The idea of Lavender Graduation also came from her students, who had also talked to her about how difficult their college careers had been. Dr. Sanlo wanted to give them a positive experience as they exited college.

As for the name, the Human Rights Campaign asserts that it has a historical meaning. In the Holocaust, gay men wore pink triangles and lesbians wore black triangles. According to the HRC, the combination of these colors led to lavender becoming a symbol for LGBT people, instead of a symbol of hatred.

Chancellor Susan Koch of the University of Illinois Springfield addresses students at the university’s Lavender Graduation event.

The University of Tennessee at Chattanooga has its own Lavender Graduation, which is hosted by Spectrum, the LGBT organization on campus. The facilitator of Spectrum, Mary Minnick, says that UTC’s Lavender Graduation is a good time. “It’s formal with some speeches and naming, but it’s mostly a little party with gay decorations and spectrum members and such.”

According to Minnick, the graduation celebration has grown in her time at UTC, with more decorations and people attending every year. She says it’s a great opportunity to celebrate LGBT people’s accomplishments.

Co-facilitator of Spectrum, Lilly Roberson, says that UTC’s Lavender Graduation is small, with only two to three graduates, and new, only existing on campus for around four years. To her, however, it is still important.

“Queer students in the south have to work through a lot to get to graduation,” Roberson said. “Many of us had to deal with being kicked out of our homes, facing harassment and discrimination, and trying to be out in an area where that is unsafe, all while trying to earn a degree.”
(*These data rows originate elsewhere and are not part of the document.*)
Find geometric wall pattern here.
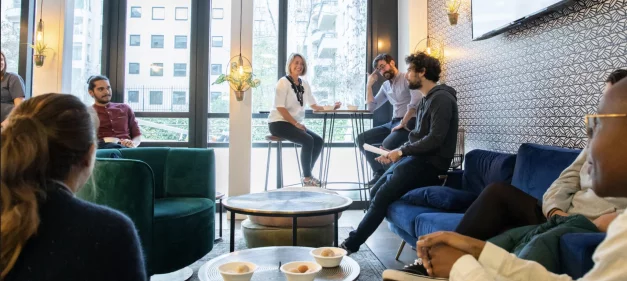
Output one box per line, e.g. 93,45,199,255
428,0,627,153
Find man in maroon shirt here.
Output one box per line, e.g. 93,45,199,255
88,75,141,148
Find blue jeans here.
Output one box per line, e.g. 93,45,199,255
344,156,446,252
357,118,416,175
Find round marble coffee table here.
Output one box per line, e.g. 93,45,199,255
198,247,360,281
223,191,353,252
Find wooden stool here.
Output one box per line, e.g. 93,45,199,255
264,135,302,191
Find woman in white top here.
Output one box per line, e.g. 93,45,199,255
268,53,341,186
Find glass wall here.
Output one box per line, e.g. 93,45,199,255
72,0,103,104
0,0,22,73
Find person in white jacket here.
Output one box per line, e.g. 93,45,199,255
416,74,627,281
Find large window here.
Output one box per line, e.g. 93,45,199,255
124,0,191,143
71,0,103,104
287,0,367,108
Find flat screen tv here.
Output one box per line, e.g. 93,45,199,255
471,0,572,40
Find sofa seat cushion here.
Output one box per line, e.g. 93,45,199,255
560,233,606,278
401,186,477,212
386,200,442,236
152,197,215,273
414,213,464,237
155,197,215,222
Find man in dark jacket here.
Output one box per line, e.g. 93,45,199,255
340,53,459,254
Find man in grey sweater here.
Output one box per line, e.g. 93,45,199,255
340,53,459,254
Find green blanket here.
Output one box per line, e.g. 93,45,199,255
488,215,599,274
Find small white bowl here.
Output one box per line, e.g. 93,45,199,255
281,261,322,281
309,247,346,267
218,261,257,281
102,137,120,143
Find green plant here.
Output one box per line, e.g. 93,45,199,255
30,41,52,56
446,0,462,14
211,62,261,92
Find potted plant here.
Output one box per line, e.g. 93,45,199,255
211,58,261,101
446,0,461,25
31,41,52,67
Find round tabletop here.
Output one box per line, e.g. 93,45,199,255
313,109,372,114
223,191,353,216
198,247,360,281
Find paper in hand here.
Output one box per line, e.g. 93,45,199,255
364,143,390,155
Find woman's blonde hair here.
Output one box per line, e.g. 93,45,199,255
285,53,307,76
0,94,96,280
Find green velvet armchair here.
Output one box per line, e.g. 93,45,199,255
77,148,215,274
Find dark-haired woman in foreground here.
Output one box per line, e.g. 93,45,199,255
0,94,146,281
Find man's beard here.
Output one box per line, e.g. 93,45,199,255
408,80,422,90
94,95,111,104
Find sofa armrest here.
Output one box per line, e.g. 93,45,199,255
560,233,605,279
164,148,216,201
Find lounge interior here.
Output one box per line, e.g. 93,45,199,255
1,0,627,281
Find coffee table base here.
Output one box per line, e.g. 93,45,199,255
198,247,360,281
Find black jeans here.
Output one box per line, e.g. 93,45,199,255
455,183,546,241
344,156,446,252
357,118,416,175
268,121,322,177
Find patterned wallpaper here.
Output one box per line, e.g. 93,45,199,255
428,0,627,153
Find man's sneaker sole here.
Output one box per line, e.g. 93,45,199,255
383,269,448,281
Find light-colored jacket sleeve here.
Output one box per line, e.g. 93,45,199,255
449,214,627,281
542,147,588,216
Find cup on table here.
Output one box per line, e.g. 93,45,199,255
218,261,257,281
281,261,322,281
309,247,346,267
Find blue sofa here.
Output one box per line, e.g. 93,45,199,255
386,144,605,278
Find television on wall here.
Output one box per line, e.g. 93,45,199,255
471,0,573,40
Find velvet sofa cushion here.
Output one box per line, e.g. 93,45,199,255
386,200,441,237
560,233,606,279
462,149,516,195
512,143,581,202
414,213,464,237
401,186,477,212
153,198,215,273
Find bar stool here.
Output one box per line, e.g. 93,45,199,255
264,135,302,191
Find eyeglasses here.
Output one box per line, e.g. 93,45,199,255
584,114,627,138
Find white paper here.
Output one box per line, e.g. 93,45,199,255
364,143,390,155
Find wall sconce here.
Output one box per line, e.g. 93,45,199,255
414,36,444,62
446,0,462,25
211,0,261,101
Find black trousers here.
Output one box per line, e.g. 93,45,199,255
455,183,546,241
268,121,322,177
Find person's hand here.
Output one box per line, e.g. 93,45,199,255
385,149,401,163
294,123,307,131
416,231,485,260
592,212,618,232
120,139,135,148
423,244,468,278
549,208,568,219
368,69,379,87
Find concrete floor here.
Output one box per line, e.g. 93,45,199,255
215,210,416,269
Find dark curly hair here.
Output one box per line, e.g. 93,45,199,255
405,52,442,83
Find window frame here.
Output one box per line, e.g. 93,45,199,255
151,6,166,20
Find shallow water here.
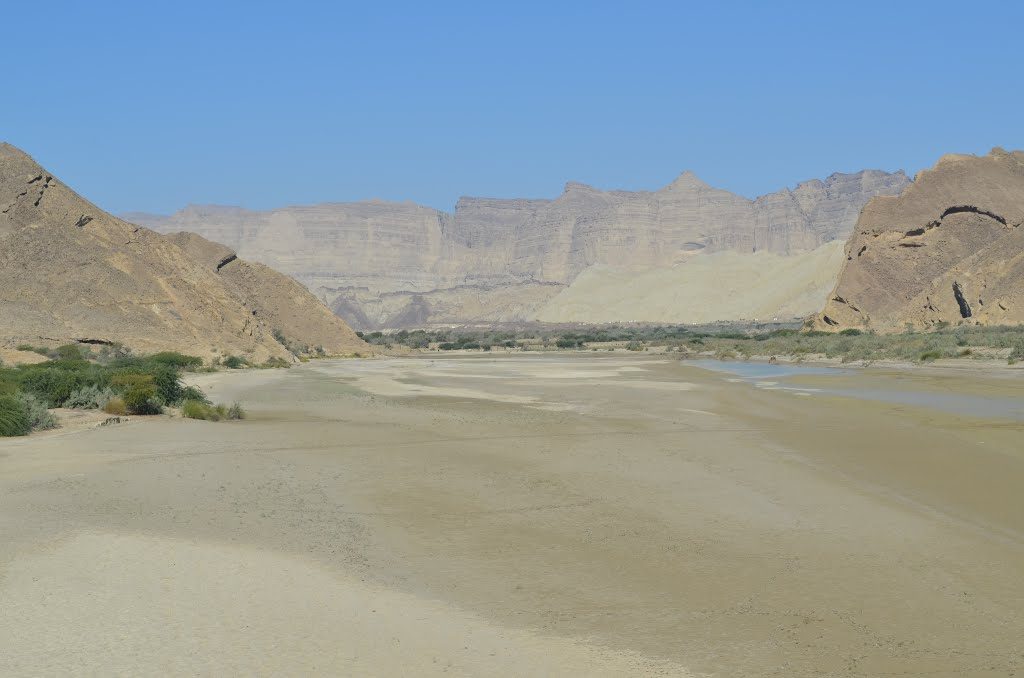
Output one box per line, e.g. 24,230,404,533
684,359,1024,421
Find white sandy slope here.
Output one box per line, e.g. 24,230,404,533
0,533,691,676
537,241,843,323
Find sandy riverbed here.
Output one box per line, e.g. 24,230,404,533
0,354,1024,676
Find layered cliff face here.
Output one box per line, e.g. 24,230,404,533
0,144,366,362
815,149,1024,332
125,171,908,329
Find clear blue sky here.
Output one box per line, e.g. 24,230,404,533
0,0,1024,212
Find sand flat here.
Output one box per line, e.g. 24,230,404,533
0,354,1024,676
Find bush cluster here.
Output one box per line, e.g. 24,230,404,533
0,344,216,435
181,400,246,421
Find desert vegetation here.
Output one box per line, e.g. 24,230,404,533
0,344,222,435
360,324,1024,365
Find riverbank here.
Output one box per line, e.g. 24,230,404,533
0,353,1024,676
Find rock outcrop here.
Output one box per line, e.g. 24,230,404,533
815,149,1024,332
0,143,367,362
125,171,908,329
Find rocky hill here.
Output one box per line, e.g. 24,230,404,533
124,171,909,329
816,149,1024,331
0,143,367,362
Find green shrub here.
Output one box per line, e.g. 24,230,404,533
19,363,90,408
16,344,50,357
1007,339,1024,365
17,393,57,431
181,400,221,421
124,384,164,415
181,386,210,402
0,395,32,436
220,355,249,370
63,384,115,410
103,396,128,415
181,400,246,421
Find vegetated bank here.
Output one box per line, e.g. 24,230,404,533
0,344,245,436
361,323,1024,365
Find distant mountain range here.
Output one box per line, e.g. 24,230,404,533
122,170,910,329
817,149,1024,332
0,143,369,363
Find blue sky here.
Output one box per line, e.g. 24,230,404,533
8,1,1024,212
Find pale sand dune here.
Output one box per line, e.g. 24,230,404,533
0,353,1024,678
0,533,690,676
537,241,843,323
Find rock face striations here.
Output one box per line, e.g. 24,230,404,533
0,143,367,362
815,149,1024,332
125,171,909,329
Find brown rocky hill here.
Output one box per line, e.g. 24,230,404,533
815,149,1024,332
0,143,367,362
124,170,909,329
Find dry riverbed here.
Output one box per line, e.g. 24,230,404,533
0,353,1024,676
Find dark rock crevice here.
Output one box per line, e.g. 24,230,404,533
953,281,971,317
903,205,1008,238
217,252,239,270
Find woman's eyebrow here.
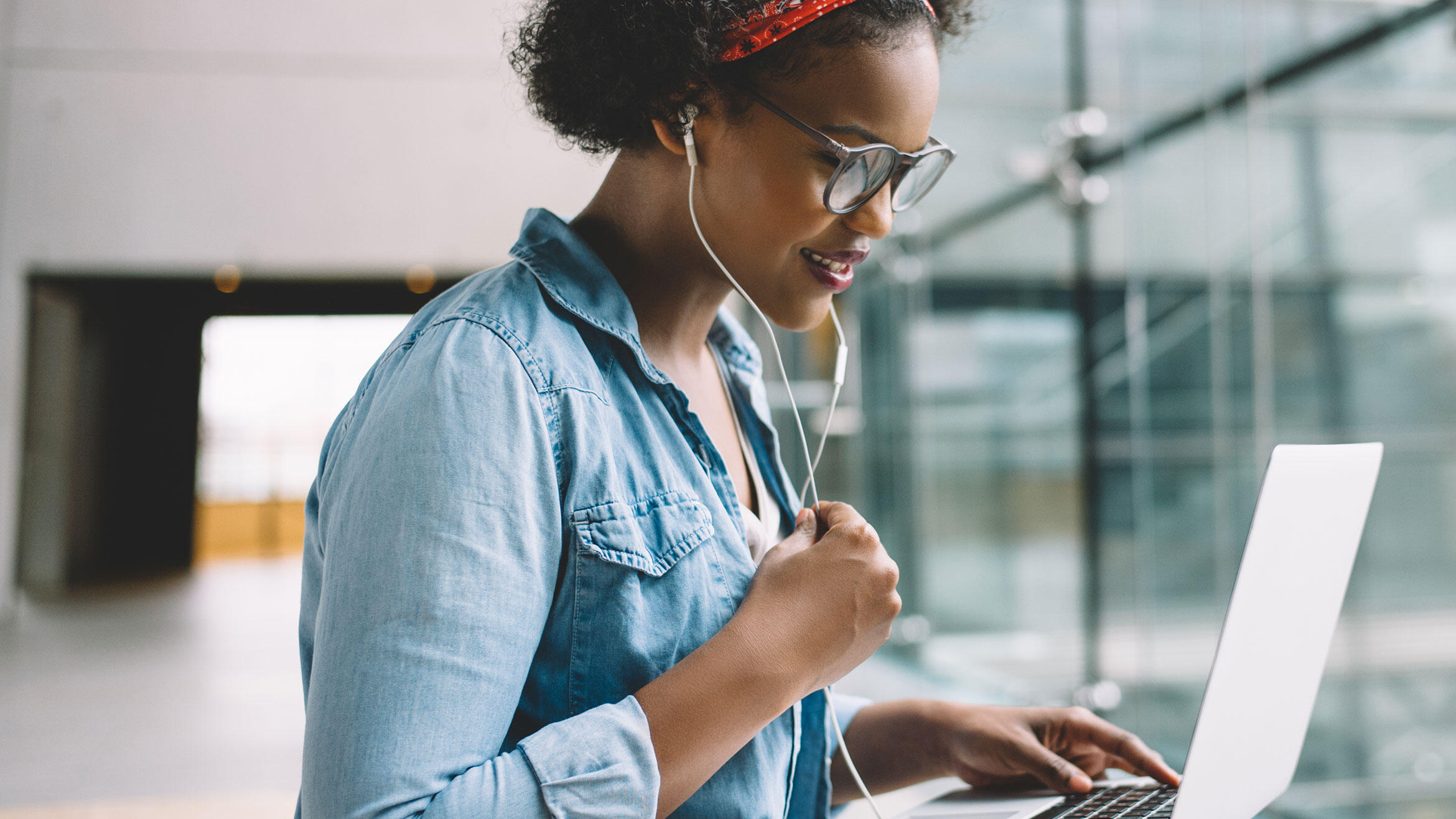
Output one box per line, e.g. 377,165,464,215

Today, the world is much more accepting of LGBT people than it was years ago when Dr. Sanlo came out. Just five years ago, America reached the milestone of marriage equality. Things are not always rosy for LGBT people in America, though.

According to a 2015 study by the American Association of Universities, three in four undergraduate LGBT students will experience sexual harassment in college. One in five will fear for their safety because of their gender identity or sexuality.

From the 1995 inception of Lavender Graduation to now, the idea has spread among numerous colleges. Today, according to Dr. Sanlo’s website, more than 500 colleges and universities have Lavender Graduation events for their students.

Students at Case Western Reserve University in Cleveland, OH, attend their university’s Lavender Graduation event.

Samantha Lorinc is a UTC student who participated in last year’s Lavender Graduation. She thinks it’s an important event, because it helps people feel good about their accomplishments, and that people support them for who they are.

“It feels really nice to be specifically recognized within a community I’m a part of,” said Lorinc, “and it’s cool that as a whole it’s a way to recognize the accomplishments that people within the LGBT community can make.”

This year is tricky considering the global COVID-19 pandemic, and as of now there is no word as to whether Lavender Graduation will take place, or at what point it will take place.